Sunday, August 8, 2010

Lucy looking fancy yesterday, and a new menu

(Excuse the poor quality; these are video stills.)

I am in the process of switching Lucy's grain to Poulin from Triple Crown. I don't dislike TC (she's on the Complete, a 10% fat/11% protein grain) but I have to feed an awful lot of it, just about ten pounds a day. She goes through a bag of it in about five days. At $18/bag, that's a lot of cash each month on grain! Plus, on top of that, she gets all the add-ons: hay stretcher in the AM, soaked alfalfa cubes in the PM, 1 cup of canola oil a day, 15 grams of ProBiotics, 1 scoop of Weight Builder, two scoops of electrolytes, and 1 cup of sunflower seeds. It's ridiculous! I spend more time preparing her dinner than mine (just kidding, but sometimes it sure feels that way!).

The new Poulin grain is a 12% fat/12% protein pelleted feed and it's a few dollars a bag cheaper than the TC. I am hoping that the higher fat content will allow me to feed less of it than I have to of the TC. There are two bonuses to feeding less: obviously, it will be less stress on my wallet, which is always nice, but also it's not GOOD for her to be stuffed with so much grain. Her stomach can only hold about 5lbs of grain, which is a new fun fact that I learned from the Poulin rep when I called him this week. He said with the amount I'm feeding her, she most likely isn't even getting some of it because it's more than her stomach can hold, which means a portion of the grain is being pushed down her digestive tract before her stomach can break it down.

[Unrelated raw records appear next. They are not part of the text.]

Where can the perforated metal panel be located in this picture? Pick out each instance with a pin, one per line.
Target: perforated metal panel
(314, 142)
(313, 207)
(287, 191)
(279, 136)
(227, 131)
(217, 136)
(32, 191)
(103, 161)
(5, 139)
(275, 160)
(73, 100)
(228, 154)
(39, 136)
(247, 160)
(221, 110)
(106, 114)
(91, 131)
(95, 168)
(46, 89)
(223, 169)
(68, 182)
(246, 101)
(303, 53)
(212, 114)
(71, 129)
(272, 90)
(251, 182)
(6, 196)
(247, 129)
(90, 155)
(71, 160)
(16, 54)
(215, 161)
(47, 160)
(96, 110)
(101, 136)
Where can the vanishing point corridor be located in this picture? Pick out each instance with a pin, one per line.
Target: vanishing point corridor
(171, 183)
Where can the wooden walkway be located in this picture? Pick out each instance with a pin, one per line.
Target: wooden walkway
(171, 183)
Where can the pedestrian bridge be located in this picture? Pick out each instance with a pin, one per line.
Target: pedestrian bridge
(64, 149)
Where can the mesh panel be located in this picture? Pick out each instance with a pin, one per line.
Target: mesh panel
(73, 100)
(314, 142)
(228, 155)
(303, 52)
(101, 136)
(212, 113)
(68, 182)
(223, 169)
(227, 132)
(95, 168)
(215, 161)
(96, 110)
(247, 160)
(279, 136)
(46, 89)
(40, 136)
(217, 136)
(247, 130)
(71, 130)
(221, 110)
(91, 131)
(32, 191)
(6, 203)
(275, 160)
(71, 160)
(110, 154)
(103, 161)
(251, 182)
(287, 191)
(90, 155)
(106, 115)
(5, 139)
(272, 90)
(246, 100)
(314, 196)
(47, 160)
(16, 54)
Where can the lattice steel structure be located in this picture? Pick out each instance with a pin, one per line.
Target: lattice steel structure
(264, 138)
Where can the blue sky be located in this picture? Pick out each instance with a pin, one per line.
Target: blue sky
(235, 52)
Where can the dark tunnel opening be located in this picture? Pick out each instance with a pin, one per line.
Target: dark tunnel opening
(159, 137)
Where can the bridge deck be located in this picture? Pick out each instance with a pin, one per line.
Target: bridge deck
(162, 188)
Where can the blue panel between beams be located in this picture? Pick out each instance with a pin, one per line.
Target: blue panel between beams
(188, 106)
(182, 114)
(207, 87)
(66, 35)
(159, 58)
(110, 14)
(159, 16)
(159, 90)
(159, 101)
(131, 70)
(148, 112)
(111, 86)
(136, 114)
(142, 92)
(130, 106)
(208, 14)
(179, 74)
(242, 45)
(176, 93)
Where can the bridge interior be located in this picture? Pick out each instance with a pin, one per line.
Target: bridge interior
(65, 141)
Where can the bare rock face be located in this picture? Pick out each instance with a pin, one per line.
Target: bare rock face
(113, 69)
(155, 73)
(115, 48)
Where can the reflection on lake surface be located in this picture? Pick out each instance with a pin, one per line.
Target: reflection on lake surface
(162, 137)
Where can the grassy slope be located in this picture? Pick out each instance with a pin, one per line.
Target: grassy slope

He had a lot of good information for me, including the recommendation to feed the soaked alfalfa cubes separately from the PM grain before I ride her in the afternoons, because there are a few new studies that show having a bit of alfalfa in the stomach prevents any stomach acid from splashing at the top of the stomach, which can exacerbate any ulcers she may have.

Speaking of ulcers, the reality is she probably has them, as most OTTB's do. I've really procrastinated getting her scoped, but this week I decided I needed to just get it over with before her insurance runs out, because I'm not sure if I'll be able to afford to re-insure her again next year. The insurance company will reimburse me for the $1500 vet bill that I'll get to have her tubed and put on a months regiment of GastroGard (ulcer medication, $30/DAY) but I have to pay the vet up front. With my wedding less than a month away, we simply do not have $1500 laying around to pay that bill with, so it will have to wait until after we get married.

Anyway, back to the switching of the grains: I am doing it very slowly but luckily she gobbles up the new stuff. It helps to have a highly food motivated horse, I suppose. I have wanted to switch her feed for a long time but it was a matter of waiting til she was in good enough condition that dropping a few pounds (should the switch not be the right thing to do) wouldn't make her look like a rescue case again, and also I had to find the right feed to go to. I think the additional 2% fat in the new feed will really help. We'll see!